And even if it is General Montcalm and his Abenakis allies about to wreak havoc on the British soldiers and massacre their prisoners on the plain in front of the fort, there’s no need to worry because as well as Hawkeye and Chingachcook, Strawberry Moose is there ready to repel all boarders – and a few … "you said that yesterday" – ed .
Where I am is at the infamous Fort William Henry, another one of those humiliating episodes in British Military History in North America where, due to an insufficient lookout and picket, Lt-Col Munro allowed the fort to be enircled by Montcalm’s French troops and Iroquois allies and whose superior artillery (which should never have been allowed to land if the look-out had been up to much) battered the fort into submission.
Although the story of the subsequent massacre of the captive women and children was grossly exaggerated by Fenimore Cooper in The Last of the Mohicans, there was certainly a considerable slaughter here outside the fort as the Iroquois, drunk on the rum looted from the fort and having been denied any say in the peace process thus feeling cheated of their right to obtain scalps and other booty from the occupants of the fort, were determined to seek redress.
So this morning after my relaxing stay at the camp site at Schaghticoke last night, I hit the road.
First stop was at Schuylerville, the old “Saratoga” and a pretty place it is too. But this sign isn’t so pretty. The ground is so polluted by PCBs that it’s against the law to dig in the soil – no use trying to grow potatoes and the like here, even if not a couple of hundred yards from where I’m standing there are corn fields and all kinds of things.
But tha corn is not of course intended for human consumption – it’s for animal feed (and humans will then eat the animals)and so that’s ok. But it’s frightening all the same, what’s happening to the world’s food supplies.
Yesterday I showed you a photo of a lock on the Champlain Canal. Before the modernisation of the Hudson navigation, there was an “Old Champlain Canal” that was on a much smaller scale. I’ve been following that today too, and I reckoned that I would show you a photo of a lock on here. This is in fact Lock 12 and it’s a little different, isn’t it?
Still, for a canal that was built in 1832 the masonry is in surprisingly good condition although the amount of neglect of the canal and the amount of route that has been lost means that it will never be opened again, which is a shame.

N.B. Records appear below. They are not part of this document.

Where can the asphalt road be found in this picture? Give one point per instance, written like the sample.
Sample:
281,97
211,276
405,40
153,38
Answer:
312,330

A little further up the road is a town called Glen Falls and while there is nothing to see here (the falls have, like many on the Hudson, been oveebuilt with barrages for hydro-electric power) it has its own excitement. On Lap Three of the circuit of trying to find my way out of the town , I noticed a place called “Mailing Made Easy” – a kind-of boutique which guarantees to find the cheapest method of mailing parcels. Too good an opportunity to miss and so I took the Roland amp that I had bought. They told me the price and, picking myself up off the floor, I packed it because $35:02 was too good a price to miss out on.
And it’s not going on a snail’s back either – delivery 2/3 weeks they say, which may well be before I get home and certainly before I get back from my next stint in Brussels. And so, Liz and Terry, if you read this before I get in touch with you, I’m sorry that I didn’t ask you if you will take in a parcel for me, but I had to make an on-the-spot executive decision, and with it being an executive decision, if it is the wrong decision, then you can execute me when I return home.